А что говорить? И так всё понятно. Хорошо. Именно это слово на земле и было первым!
А после были проводы в армию старшего сына нашего чабана – Толгата, был шумный той, трактор «Беларусь» с прицепом, наполовину заполненным водкой, наполовину некрепкой яблочной шипучкой, множество гостей, таких же чабанов, огромный казан плова из огромного белого козла, после которого мы долго (дня три), хватаясь за животы, бегали в степь, много чего было потом.
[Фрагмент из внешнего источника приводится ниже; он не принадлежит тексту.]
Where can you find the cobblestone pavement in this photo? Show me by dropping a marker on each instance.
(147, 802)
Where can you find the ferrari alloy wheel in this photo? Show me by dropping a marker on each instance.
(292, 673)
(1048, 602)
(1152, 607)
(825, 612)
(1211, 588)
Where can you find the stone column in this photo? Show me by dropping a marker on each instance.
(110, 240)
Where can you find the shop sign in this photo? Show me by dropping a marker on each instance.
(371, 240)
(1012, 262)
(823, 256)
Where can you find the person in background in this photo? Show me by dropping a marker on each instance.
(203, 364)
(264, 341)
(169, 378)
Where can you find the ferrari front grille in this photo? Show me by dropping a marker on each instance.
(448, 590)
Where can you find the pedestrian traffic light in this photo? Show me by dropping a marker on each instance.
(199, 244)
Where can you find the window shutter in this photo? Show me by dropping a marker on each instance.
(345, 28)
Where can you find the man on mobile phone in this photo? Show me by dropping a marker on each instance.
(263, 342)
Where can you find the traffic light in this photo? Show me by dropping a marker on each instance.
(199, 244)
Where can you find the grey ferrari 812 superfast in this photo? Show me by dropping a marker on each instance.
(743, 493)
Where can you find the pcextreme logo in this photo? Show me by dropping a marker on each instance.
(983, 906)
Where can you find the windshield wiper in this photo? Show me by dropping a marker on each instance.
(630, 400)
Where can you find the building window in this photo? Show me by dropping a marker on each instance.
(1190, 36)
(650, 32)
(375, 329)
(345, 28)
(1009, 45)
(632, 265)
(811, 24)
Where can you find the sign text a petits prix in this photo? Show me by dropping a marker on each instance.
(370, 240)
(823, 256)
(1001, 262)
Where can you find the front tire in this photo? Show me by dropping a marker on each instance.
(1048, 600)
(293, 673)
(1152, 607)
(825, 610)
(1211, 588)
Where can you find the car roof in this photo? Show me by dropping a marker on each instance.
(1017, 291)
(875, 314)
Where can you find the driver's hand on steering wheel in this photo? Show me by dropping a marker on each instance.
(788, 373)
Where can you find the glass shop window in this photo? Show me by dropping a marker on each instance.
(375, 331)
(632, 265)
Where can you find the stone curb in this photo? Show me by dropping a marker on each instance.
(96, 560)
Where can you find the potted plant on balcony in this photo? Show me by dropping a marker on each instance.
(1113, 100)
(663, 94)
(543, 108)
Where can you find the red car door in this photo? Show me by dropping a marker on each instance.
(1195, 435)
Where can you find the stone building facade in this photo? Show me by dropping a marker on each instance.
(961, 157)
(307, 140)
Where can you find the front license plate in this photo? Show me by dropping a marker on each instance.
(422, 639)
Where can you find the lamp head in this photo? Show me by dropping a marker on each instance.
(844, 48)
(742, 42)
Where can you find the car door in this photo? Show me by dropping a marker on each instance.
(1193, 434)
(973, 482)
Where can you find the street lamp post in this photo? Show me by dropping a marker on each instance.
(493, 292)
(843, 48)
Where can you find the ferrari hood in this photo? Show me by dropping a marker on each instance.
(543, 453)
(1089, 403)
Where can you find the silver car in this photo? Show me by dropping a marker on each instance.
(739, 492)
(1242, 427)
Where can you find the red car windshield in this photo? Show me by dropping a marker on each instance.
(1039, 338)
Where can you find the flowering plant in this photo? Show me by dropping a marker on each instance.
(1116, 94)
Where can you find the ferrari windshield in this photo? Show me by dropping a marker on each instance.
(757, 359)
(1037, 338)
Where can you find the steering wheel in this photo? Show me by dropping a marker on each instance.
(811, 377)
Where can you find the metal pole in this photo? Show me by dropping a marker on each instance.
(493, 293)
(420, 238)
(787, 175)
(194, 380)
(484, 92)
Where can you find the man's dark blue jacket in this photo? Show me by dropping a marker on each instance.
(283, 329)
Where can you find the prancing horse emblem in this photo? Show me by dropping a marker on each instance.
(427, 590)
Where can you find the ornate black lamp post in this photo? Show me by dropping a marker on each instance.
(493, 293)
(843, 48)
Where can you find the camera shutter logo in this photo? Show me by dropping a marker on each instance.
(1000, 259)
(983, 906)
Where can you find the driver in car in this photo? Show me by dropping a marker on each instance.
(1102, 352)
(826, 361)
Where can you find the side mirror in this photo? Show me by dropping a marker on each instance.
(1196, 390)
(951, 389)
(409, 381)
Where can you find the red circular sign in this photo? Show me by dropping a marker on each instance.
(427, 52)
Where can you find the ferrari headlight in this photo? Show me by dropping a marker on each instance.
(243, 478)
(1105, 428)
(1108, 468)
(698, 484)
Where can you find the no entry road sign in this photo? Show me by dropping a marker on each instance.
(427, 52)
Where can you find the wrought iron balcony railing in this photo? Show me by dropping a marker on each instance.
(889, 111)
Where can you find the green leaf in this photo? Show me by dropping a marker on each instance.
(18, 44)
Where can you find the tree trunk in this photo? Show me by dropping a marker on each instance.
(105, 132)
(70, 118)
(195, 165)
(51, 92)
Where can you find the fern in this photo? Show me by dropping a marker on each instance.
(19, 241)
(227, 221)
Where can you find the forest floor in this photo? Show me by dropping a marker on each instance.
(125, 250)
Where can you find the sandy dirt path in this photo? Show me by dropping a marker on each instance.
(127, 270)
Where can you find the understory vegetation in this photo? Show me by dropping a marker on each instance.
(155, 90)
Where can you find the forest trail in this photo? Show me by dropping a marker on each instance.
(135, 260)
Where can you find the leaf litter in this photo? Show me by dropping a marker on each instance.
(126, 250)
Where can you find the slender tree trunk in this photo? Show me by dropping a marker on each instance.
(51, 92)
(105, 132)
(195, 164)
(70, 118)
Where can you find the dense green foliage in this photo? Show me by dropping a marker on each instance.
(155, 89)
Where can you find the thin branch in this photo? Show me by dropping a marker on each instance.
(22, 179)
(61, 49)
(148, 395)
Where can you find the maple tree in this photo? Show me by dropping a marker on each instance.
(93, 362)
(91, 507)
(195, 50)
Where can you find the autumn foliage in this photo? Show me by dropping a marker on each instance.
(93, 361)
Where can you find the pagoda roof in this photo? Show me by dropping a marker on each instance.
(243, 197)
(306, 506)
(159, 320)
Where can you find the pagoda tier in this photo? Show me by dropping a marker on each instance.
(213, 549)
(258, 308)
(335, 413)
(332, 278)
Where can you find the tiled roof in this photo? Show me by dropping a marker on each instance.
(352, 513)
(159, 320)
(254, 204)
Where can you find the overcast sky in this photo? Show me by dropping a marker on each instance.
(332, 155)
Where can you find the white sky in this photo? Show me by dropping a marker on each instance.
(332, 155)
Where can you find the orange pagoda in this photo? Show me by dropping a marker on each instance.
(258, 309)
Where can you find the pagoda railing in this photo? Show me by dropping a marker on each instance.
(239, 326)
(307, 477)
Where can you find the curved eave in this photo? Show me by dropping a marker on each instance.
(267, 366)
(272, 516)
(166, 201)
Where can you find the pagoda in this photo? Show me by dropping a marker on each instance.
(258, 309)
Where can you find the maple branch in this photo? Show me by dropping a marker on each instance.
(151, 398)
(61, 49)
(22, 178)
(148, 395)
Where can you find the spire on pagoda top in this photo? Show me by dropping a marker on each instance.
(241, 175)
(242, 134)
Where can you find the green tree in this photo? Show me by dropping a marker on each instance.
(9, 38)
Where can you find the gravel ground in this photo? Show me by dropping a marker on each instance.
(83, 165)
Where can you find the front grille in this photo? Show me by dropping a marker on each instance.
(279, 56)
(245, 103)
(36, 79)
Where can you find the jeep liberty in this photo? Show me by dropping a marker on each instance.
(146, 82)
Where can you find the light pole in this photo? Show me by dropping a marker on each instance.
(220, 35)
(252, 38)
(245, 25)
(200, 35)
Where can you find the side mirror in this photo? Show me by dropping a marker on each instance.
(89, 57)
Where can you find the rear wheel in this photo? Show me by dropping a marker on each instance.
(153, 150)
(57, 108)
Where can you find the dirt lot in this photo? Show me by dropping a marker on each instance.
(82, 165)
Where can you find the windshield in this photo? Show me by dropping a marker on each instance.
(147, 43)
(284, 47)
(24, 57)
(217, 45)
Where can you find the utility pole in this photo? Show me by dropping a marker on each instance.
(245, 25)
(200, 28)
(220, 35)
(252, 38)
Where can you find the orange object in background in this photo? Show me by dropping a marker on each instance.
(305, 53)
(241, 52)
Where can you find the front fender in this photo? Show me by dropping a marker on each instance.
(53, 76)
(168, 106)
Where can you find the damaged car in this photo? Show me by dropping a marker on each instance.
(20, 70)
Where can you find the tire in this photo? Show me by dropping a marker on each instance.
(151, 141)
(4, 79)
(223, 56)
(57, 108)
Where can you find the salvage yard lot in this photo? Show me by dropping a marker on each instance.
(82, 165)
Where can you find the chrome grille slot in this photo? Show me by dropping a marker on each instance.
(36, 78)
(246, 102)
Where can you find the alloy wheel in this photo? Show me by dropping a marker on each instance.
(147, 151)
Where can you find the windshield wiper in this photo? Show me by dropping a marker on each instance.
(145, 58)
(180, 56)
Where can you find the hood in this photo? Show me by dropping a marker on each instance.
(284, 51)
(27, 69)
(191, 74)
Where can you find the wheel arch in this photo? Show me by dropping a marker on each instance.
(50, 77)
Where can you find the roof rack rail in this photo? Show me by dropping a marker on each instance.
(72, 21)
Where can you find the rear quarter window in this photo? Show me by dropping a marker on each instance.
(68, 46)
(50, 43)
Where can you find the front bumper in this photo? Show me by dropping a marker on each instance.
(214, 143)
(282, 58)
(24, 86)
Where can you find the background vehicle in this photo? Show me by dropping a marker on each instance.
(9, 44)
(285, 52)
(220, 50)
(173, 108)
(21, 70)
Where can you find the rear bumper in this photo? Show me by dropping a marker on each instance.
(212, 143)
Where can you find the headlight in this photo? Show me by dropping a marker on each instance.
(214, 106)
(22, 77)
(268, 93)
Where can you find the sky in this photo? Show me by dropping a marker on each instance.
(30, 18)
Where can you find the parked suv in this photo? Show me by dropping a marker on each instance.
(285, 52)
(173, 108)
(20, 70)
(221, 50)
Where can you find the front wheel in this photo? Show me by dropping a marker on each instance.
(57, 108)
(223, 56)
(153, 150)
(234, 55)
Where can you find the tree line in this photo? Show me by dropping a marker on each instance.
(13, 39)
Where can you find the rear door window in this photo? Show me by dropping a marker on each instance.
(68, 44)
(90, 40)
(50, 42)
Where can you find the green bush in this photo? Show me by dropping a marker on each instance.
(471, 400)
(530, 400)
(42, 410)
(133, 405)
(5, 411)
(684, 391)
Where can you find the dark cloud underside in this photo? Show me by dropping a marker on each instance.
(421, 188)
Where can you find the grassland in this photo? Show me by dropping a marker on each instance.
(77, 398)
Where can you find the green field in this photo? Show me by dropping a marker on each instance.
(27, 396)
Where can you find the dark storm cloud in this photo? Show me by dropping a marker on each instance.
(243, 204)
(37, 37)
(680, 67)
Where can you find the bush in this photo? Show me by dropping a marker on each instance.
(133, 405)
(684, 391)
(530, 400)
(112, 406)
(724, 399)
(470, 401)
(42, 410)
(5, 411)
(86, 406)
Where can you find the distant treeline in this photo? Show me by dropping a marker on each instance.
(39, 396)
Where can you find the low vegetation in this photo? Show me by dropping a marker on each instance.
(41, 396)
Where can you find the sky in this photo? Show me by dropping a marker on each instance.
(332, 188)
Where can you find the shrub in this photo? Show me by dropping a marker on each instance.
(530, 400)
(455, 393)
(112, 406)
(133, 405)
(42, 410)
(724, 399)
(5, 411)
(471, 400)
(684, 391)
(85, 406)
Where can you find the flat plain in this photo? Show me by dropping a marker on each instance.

Потом, на заработанные деньги я купил первые, не бог весть какие подарки родителям, а они, добавив мне сорок рублей купили магнитофон «Романтик-3», который был переносным, весил 3кг и даже работал от шести круглых батареек. Это было круто, говоря теперешним языком!
Много что было потом - целая жизнь, у кого-то долгая, у кого-то…
Поразъехались, поразлетелись друзья-товарищи, подружки, наверно, повыходили замуж, где вы все, мои братья и сёстры?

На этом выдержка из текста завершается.